第9回:Spectral Suite活用法(その3)
今回は「Spectral Suite」の中から「Freq Split」をピックアップして解説していきましょう。
Freq Splitの機能について
Freq Splitは、4チャンネルに音を分割して、フィルターバンクセット的な使い方ができるデバイスです。
各チャンネルのボリュームバランスを調整して、特定の成分の強調を行なったり、任意のチャンネルの成分だけを使用するなどのシンプルな使い方もできますが、各チャンネルのChainに様々なプラグインをインサートできるというデバイスの特徴を活かすことによって積極的にこのデバイスを活用することができます。

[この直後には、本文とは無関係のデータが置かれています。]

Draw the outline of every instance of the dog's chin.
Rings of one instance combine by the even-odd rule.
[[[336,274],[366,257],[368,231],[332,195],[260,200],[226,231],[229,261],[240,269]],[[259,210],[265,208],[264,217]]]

例えば、各チャンネルセクションのChainにランダムなディレイタイムやパンを設定してスペクトラル・ディレイのように使用できたり、LFOによるモジュレーションを使用してチャンネルごとに異なる変調を行ない従来とは一味違うフェイザー効果を得ることができるなど、フレキシブルに活用できます。
デモサウンドについて
参考例としてFreq Splitのデモサウンドを作成してみました。
シーケンスフレーズのトラックにはスペクトラル・ディレイ効果、シンセパッド音色のトラックにはフェイザー効果をFreq Splitを使用して設定しています。ドラムとベースのトラックにはFreq Splitは不使用です。
それぞれの効果については以下のとおりです。
Freq Splitを使用したサウンドメイク例(スペクトラル・ディレイ効果を作る)
それではスペクトラル・ディレイやフェイズ効果を作成してみましょう。
まずは8分音符のシーケンスフレーズにスペクトラル・ディレイ効果を加えた例です。
図のように上から3チャンネル分のChainにそれぞれDELAY-1をインサートし、ディレイタイムやフィードバック量などを変えています。また、立体感を出すために上から2番目と3番目のチャンネルは左右にパンを振り分けました。

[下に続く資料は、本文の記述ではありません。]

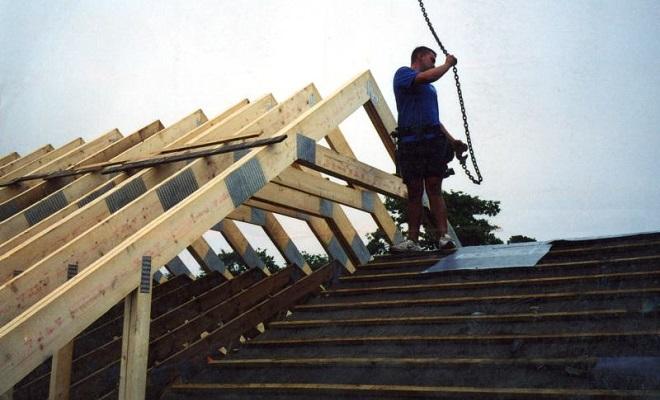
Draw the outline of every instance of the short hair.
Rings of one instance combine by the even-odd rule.
[[[419,56],[421,56],[422,54],[425,54],[425,53],[433,53],[434,56],[438,55],[438,53],[436,53],[435,51],[429,49],[426,46],[419,46],[419,47],[416,47],[415,50],[413,50],[412,54],[410,55],[410,63],[411,64],[414,63],[415,60],[417,59],[417,57],[419,57]]]

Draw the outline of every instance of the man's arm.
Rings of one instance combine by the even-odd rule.
[[[456,65],[456,62],[456,57],[451,54],[447,54],[444,64],[418,73],[415,77],[415,84],[431,83],[437,81],[438,79],[442,78],[442,76],[447,73],[451,67]]]

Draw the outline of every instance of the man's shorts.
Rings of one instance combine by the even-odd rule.
[[[444,177],[454,153],[442,135],[398,144],[399,173],[404,183],[416,178]]]

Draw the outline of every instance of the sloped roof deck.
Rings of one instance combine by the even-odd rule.
[[[440,257],[358,267],[163,398],[660,396],[660,233],[425,273]]]

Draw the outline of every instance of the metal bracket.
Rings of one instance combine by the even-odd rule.
[[[140,293],[149,293],[151,291],[151,256],[142,256],[140,272]]]
[[[66,269],[66,279],[69,280],[78,275],[78,264],[69,264]]]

どのようなサウンドになったのかは、Freq Splitのオン・オフそれぞれの状態を聴き比べてみてください。
Freq Splitを使用したサウンドメイク例(フェイザー効果を作る)
続いてフェイザー効果を作成してみましょう。
ここでは各チャンネルのChainへのインサートは追加せず、デバイスのモジュレーターにLFOを追加し、上から1、2、4番目の各チャンネルのゲインを異なるLFO設定で周期的に変化させています。
各チャンネルをモジュレートするLFOは使用する波形やレートなどを変えているため、特定の成分だけがトレモロ的なビーティングをしていたり、長いスウィープ変化をしていたり、というようなユニークなフェイザーサウンドになるワケです。
こちらについてもFreq Splitのオン・オフそれぞれのサウンドを聴き比べてみてください。